I stop to reconsider, remembering that she came from the same original stock as I did—Mary Read was a woman strong enough to join a ship full of pirates in a time where women weren’t supposed to so much as raise their eyes to meet a man’s.
“I guess. Sort of.” She meets my eyes now, and they beg me to try to understand what she’s struggling to say. “I don’t want you to think I’m try
ing to horn in on your territory.”
“I want you to be happy. I want you to have a job you love, and for you and Will to not have to worry so much on a daily basis about getting by. I want us to be friends for the rest of our lives.” I smile, watching her so she can’t look away. “You think I care that much about anything else?”
Tears fill her eyes. “You’re a good friend, do you know that?”
“Yeah, I’m the best. Since I’ve been back I’ve almost gotten you and Will murdered, you lost your job, and both you and Leo almost went to jail. And don’t even get me started on Amelia.” A sour taste coats my tongue as the admissions slide past. Even so, it almost feels good to let them loose after so many weeks of focusing on how to fix the problems instead of on my feelings at having caused them.
“You saved Amelia, Gracie. Everyone knows that. And as far as the rest of it, we only did for you what you would have done for us. Every one of us.”
We sit in the quiet for a few minutes, an air of relief hugging the two of us tight together. Talking to Mel always made me feel better as a girl. She had a way of telling it straight and was the oddball teenager who had figured out how to like herself before the rest of us even figured out that was an option.

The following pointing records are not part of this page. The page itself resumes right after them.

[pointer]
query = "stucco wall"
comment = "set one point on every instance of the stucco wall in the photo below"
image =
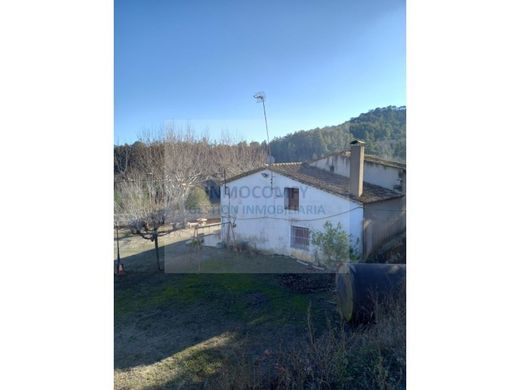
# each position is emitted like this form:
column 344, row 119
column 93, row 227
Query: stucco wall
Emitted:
column 383, row 220
column 381, row 175
column 262, row 221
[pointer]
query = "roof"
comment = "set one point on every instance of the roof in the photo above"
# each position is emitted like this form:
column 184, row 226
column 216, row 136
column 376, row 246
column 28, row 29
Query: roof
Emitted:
column 326, row 181
column 368, row 158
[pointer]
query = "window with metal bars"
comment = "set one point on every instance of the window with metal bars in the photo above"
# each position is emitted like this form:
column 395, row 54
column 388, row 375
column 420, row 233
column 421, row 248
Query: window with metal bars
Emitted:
column 300, row 237
column 291, row 198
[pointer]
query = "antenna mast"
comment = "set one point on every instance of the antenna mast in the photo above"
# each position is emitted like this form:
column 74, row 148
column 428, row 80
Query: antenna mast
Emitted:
column 260, row 97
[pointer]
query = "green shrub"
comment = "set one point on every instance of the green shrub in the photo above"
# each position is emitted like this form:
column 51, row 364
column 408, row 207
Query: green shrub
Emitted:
column 334, row 244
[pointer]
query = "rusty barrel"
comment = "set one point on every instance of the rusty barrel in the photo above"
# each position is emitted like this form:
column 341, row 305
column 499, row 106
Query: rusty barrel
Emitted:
column 360, row 285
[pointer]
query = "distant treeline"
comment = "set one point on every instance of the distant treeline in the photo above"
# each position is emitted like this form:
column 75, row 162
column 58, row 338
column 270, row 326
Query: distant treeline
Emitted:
column 383, row 130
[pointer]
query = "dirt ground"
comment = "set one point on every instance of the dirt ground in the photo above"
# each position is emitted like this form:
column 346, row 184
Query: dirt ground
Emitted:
column 181, row 330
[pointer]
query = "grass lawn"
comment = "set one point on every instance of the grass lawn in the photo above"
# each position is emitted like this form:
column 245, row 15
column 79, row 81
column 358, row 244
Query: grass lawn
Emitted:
column 182, row 330
column 233, row 325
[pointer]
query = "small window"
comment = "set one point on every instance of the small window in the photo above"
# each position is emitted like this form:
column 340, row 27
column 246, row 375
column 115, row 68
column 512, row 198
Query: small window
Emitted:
column 300, row 237
column 291, row 198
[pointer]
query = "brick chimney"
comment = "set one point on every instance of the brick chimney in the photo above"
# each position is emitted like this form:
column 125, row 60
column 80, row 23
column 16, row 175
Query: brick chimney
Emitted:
column 357, row 158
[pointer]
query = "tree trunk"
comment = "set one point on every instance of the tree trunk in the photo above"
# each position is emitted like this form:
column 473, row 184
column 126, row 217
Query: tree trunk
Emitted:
column 156, row 242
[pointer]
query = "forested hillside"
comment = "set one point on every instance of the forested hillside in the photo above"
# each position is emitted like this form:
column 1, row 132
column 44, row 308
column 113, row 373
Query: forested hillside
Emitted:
column 383, row 130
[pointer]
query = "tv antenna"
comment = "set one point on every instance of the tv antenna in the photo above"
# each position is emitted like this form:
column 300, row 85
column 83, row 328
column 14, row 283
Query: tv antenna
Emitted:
column 260, row 98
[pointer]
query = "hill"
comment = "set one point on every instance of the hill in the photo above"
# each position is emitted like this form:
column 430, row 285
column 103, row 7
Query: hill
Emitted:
column 383, row 130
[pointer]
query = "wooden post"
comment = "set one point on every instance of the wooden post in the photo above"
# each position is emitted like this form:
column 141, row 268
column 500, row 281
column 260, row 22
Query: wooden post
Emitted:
column 156, row 242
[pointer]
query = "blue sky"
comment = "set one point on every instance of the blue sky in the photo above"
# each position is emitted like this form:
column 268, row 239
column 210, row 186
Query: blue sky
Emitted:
column 199, row 62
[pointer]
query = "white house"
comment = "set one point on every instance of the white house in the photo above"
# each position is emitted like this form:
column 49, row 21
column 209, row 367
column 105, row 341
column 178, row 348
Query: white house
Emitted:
column 276, row 208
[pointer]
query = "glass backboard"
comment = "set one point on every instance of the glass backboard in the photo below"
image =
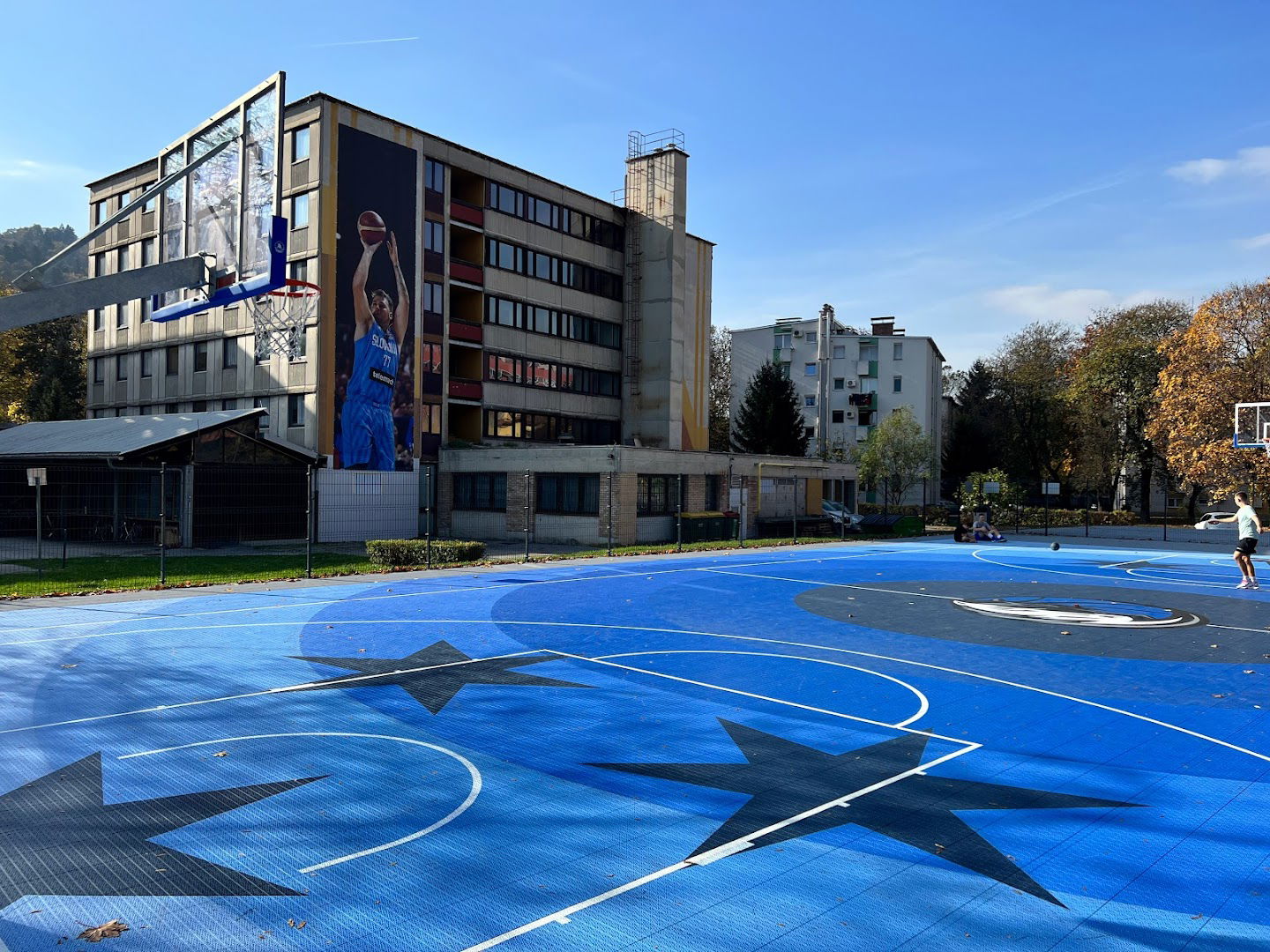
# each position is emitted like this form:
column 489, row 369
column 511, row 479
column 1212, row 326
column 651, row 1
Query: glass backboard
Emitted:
column 227, row 207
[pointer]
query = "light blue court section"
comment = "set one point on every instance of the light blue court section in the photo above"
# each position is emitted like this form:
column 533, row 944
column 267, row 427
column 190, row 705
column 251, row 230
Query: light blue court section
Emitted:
column 868, row 747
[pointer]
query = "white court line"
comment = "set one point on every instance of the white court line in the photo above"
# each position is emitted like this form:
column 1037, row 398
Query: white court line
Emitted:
column 471, row 795
column 923, row 703
column 563, row 915
column 315, row 603
column 762, row 697
column 259, row 693
column 736, row 637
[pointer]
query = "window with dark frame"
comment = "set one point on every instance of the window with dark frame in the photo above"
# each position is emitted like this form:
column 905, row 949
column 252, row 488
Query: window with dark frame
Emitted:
column 566, row 494
column 485, row 492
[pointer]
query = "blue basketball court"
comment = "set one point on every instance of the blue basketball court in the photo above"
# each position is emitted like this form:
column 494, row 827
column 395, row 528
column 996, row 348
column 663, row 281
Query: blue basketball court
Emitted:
column 868, row 747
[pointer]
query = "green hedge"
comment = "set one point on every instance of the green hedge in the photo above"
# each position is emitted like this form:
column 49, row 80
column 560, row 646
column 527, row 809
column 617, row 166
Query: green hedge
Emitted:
column 413, row 551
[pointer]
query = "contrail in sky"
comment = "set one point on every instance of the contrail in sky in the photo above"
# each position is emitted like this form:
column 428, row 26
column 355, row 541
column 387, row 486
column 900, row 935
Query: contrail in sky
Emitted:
column 365, row 42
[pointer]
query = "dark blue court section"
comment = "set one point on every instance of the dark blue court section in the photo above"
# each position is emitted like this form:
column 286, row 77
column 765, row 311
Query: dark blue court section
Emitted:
column 909, row 746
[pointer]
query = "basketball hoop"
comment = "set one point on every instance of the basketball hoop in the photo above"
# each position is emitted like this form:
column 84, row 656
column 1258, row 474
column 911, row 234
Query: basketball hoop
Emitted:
column 280, row 316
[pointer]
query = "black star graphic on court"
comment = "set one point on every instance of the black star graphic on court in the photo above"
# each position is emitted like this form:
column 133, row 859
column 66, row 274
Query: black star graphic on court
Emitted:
column 60, row 838
column 785, row 779
column 433, row 675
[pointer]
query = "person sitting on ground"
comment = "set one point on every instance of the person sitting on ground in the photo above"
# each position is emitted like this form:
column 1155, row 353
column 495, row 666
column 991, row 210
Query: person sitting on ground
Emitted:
column 986, row 531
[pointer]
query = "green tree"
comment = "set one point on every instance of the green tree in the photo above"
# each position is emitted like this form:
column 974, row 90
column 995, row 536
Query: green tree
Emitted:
column 42, row 366
column 1114, row 380
column 770, row 419
column 897, row 455
column 1032, row 369
column 721, row 389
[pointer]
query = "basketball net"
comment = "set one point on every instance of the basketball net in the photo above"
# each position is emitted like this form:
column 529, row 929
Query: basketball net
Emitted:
column 280, row 317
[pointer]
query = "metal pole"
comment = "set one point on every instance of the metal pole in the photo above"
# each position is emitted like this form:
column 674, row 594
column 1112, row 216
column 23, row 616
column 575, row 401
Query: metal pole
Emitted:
column 678, row 513
column 427, row 516
column 40, row 521
column 163, row 524
column 309, row 524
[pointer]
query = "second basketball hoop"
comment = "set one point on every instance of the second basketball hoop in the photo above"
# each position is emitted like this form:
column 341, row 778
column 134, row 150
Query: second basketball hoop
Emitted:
column 280, row 317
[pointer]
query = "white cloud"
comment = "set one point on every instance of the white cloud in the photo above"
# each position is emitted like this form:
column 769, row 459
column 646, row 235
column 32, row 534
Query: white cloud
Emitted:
column 1041, row 302
column 1247, row 161
column 1254, row 242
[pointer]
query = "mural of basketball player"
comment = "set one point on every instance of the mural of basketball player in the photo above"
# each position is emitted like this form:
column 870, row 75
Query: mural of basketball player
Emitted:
column 366, row 421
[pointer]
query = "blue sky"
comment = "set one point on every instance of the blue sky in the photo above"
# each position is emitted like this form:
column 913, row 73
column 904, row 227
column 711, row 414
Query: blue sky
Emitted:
column 966, row 167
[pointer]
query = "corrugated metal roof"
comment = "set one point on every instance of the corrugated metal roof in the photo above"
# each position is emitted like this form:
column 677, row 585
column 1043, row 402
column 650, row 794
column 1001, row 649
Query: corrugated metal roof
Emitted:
column 113, row 437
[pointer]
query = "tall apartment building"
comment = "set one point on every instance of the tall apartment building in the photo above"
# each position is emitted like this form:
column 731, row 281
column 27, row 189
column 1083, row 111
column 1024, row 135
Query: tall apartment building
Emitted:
column 537, row 314
column 848, row 381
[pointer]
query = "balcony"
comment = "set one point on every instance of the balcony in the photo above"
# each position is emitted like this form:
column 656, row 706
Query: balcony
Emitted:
column 464, row 389
column 461, row 331
column 467, row 213
column 465, row 271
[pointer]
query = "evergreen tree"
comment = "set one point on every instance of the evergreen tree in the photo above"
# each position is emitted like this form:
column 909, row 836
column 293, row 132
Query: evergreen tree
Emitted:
column 770, row 419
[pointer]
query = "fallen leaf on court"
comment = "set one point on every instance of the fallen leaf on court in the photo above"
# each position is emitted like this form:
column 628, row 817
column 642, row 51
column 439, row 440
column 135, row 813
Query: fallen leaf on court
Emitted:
column 108, row 931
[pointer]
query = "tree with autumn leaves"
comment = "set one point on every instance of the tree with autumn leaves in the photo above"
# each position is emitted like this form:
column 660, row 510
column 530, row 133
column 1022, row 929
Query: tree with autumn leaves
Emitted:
column 1221, row 358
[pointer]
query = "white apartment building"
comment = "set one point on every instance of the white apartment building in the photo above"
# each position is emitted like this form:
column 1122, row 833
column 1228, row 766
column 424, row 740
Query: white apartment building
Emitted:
column 848, row 381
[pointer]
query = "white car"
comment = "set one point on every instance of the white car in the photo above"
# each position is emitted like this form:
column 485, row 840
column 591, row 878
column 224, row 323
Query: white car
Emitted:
column 840, row 513
column 1206, row 522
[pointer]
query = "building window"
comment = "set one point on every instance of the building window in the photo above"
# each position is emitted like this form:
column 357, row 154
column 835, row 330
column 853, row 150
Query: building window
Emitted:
column 432, row 296
column 657, row 495
column 300, row 145
column 481, row 490
column 430, row 358
column 435, row 236
column 568, row 494
column 433, row 175
column 300, row 211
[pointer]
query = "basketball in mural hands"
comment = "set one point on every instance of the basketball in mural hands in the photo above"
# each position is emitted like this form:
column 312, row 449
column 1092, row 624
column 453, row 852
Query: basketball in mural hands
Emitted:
column 371, row 227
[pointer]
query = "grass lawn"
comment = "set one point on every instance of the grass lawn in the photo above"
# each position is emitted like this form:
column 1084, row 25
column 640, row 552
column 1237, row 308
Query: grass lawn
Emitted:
column 130, row 573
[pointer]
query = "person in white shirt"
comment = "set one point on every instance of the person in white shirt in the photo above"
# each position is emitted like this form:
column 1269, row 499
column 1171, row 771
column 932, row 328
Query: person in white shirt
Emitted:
column 1250, row 525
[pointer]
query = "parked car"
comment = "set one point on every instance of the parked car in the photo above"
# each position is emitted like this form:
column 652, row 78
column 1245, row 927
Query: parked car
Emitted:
column 840, row 514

“I think you’re going to be a kick-ass investigative assistant, for what it’s worth.” I grin at her, feeling lighter after our conversation, even if we didn’t resolve anything. “Can I help with whatever’s giving you trouble?”
I realize she hasn’t asked what I’m doing here and I don’t know how to explain it without making it seem like Daria might have done something wrong. Daria and I aren’t exactly friends, but I feel like she deserves the chance to respond to my ghost’s vague accusations in private.
“Yeah! That would be great.” Mel leans over the arm of the couch and snags the strap of her bag, pulling it over and sliding out her laptop. “I’ve been looking into the people who lived in Taylor Nash’s house previously, but all I can get through county websites are names, no details. How do you find historical records?”